Stacie Martinsen, a theater teacher at Ridgeview Elementary, has a son in Puckett’s band and says, “He instills high standards in areas of education, performance, commitment and character that prepares them for life beyond the school doors. It is not all work; he makes time for play as well.”
She adds that as a parent, “He provides my son with a family, a community which is important in middle school. He has high expectations, but he knows the kids can do it. He is a good leader and motivator. The kids will walk through fire and snow for him. He provides a safe environment for them to thrive.”
Puckett likes to think band is for everybody — even if you are not good at it. Band is discipline, team work and, hopefully, an appreciation of music.
In the Keller school district it has been noted that eight out of the 10 top students at its high schools are fine arts students.
Carson Smith, now a Keller High School sophomore, was a trombone student in Puckett’s beginners’ class. “There were 10 of us learning trombone and he made it enjoyable to learn. And it was interesting how we all came together for a concert.”

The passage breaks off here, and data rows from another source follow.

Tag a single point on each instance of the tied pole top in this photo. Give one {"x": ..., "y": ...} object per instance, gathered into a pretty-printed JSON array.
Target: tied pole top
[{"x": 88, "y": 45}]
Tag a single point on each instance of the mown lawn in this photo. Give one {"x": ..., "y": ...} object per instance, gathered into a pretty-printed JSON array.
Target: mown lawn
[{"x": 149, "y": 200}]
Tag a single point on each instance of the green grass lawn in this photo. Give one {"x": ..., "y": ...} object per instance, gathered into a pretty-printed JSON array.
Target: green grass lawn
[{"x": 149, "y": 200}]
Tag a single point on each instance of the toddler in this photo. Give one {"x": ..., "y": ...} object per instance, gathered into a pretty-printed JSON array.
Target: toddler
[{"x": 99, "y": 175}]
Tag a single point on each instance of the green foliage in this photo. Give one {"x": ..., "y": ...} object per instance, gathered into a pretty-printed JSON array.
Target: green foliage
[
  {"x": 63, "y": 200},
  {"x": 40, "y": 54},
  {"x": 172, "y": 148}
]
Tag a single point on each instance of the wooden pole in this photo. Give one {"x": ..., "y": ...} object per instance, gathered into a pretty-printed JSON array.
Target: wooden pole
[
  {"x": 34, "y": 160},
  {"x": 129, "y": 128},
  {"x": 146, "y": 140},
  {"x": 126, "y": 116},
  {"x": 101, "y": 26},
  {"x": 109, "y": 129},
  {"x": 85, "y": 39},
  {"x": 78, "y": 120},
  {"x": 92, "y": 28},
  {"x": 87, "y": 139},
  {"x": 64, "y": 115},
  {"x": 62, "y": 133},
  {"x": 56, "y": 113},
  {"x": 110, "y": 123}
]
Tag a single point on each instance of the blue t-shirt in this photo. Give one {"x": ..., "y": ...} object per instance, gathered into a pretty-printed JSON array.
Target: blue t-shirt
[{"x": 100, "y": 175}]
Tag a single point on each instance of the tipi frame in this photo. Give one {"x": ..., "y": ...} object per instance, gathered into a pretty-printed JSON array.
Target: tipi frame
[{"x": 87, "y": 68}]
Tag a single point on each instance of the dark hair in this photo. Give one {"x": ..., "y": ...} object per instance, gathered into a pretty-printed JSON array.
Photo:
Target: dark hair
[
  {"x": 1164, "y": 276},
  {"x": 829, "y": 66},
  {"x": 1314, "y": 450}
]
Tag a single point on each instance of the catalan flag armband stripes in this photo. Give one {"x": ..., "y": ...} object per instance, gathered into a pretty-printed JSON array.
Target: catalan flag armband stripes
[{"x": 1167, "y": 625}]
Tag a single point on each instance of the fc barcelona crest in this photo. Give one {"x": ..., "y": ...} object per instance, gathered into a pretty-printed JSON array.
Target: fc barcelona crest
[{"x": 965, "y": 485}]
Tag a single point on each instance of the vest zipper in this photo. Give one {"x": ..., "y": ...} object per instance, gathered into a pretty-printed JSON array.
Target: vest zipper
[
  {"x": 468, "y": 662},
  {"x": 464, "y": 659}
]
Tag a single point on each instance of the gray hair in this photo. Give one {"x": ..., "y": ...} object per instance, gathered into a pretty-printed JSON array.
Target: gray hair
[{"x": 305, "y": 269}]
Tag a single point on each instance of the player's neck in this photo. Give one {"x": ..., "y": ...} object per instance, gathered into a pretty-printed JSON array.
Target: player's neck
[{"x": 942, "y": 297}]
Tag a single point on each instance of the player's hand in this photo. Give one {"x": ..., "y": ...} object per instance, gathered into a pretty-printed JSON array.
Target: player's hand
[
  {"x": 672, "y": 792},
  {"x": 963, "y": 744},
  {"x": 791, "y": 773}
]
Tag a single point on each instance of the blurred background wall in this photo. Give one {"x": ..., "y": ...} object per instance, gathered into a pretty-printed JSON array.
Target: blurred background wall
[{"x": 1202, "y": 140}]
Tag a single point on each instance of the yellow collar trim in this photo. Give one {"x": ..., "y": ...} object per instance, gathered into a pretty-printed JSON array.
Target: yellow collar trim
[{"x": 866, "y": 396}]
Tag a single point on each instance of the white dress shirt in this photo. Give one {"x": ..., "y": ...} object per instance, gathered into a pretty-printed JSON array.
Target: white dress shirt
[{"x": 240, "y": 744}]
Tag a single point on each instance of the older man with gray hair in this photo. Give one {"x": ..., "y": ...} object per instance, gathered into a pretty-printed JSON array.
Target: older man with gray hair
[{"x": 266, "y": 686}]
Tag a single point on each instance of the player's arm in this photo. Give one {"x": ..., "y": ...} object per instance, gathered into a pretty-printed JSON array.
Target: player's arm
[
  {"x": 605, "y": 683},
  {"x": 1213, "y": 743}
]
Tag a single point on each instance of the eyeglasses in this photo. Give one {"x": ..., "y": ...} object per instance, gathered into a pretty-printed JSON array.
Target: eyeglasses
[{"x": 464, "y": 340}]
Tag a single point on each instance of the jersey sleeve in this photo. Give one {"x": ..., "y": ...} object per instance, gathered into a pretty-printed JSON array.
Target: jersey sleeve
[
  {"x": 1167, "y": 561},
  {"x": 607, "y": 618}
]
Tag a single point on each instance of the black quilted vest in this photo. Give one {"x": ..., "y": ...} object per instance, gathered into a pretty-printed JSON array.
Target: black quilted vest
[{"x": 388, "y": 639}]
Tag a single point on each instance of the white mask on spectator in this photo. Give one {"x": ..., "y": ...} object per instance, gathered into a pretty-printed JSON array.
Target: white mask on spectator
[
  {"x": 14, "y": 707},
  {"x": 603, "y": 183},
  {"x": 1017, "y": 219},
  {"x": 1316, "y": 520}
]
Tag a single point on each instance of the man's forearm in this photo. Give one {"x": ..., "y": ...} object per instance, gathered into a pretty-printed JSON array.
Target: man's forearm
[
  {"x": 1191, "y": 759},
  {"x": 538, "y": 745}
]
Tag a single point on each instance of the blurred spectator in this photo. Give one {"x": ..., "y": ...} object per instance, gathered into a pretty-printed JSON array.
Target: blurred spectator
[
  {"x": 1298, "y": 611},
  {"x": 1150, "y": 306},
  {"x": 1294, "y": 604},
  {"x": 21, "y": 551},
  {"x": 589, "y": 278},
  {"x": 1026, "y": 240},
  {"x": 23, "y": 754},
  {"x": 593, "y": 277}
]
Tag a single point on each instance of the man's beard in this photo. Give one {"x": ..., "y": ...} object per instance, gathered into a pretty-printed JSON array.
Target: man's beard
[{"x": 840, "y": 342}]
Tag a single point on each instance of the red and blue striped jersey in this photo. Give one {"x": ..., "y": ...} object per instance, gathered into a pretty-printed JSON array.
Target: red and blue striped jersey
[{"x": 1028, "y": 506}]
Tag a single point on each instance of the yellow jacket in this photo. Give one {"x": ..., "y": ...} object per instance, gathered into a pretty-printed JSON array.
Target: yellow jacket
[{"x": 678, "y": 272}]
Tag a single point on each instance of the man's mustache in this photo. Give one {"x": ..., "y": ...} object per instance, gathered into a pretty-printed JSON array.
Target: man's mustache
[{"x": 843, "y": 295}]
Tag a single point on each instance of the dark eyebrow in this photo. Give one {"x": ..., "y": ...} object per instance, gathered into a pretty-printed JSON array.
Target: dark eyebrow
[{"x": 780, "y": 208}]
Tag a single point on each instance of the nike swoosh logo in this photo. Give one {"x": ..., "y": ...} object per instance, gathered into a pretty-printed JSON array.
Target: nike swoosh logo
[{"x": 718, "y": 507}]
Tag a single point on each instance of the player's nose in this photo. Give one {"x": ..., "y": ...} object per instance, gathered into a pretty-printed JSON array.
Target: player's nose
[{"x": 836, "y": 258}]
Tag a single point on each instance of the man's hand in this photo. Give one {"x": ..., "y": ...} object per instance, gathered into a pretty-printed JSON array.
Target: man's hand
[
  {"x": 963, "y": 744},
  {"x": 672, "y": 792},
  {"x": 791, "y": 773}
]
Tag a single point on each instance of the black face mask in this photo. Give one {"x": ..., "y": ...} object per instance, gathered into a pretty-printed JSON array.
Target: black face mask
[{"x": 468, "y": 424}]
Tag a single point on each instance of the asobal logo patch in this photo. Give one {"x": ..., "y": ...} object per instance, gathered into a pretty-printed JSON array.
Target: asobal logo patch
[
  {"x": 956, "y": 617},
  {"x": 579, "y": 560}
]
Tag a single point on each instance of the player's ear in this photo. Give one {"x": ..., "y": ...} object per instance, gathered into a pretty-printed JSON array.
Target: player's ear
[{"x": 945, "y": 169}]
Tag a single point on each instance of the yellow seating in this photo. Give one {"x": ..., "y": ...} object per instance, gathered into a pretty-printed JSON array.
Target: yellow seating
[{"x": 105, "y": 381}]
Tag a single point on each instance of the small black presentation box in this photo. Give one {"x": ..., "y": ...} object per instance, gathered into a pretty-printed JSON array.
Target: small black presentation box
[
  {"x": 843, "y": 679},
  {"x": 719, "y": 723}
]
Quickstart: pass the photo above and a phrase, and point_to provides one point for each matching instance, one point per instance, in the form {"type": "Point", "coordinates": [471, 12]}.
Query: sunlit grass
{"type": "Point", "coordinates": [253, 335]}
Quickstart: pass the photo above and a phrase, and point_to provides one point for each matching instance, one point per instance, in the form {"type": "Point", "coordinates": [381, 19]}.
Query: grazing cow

Smith chose football over continuing the trombone, but the teamwork required and extra work such as vocal exercises necessary to play well made an impression on him. “When I hear an orchestra or band play, I appreciate all the work involved. And it carries over onto the football field — and life.”
Fine arts programs often have to defend their role versus academics, but not in the Keller school district. It has been noted that eight out of the 10 top students at its high schools are fine arts students.
Puckett says that the arts, especially music, activate areas of the brain that language and math activities don’t. “I hear from parents about their child who isn’t so good in academic areas, but thrives in band and then it carries over to their other studies.”
He recalls the joy on the faces of students when they achieve success in playing an instrument. “They are blowing into the instrument, reading music, tapping their feet in time and realizing ‘I am pretty good.’ I didn’t understand this as a young teacher, that in band you are teaching the whole child and not just the instrument alone.”
McGahey notes that the fine arts develop a well-rounded student. “We use the vehicle of music to promote discipline, set goals, how to overcome obstacles.”
Puckett believes that “fine arts kids are the hardest working kids in school. They constantly surprise me in good ways. Kids love a goal. I remember when I first took kids to competition and saw how much they enjoyed the response from the audience. That is why I try to provide opportunities for them to achieve, why I have them play for local events as well as state and national competitions.”
Next year the ISMS band program will have new challenges as the school will have a smaller enrollment — by half. “But,” says Puckett, “I always say it is quality not quantity. We will continue to do our very best.”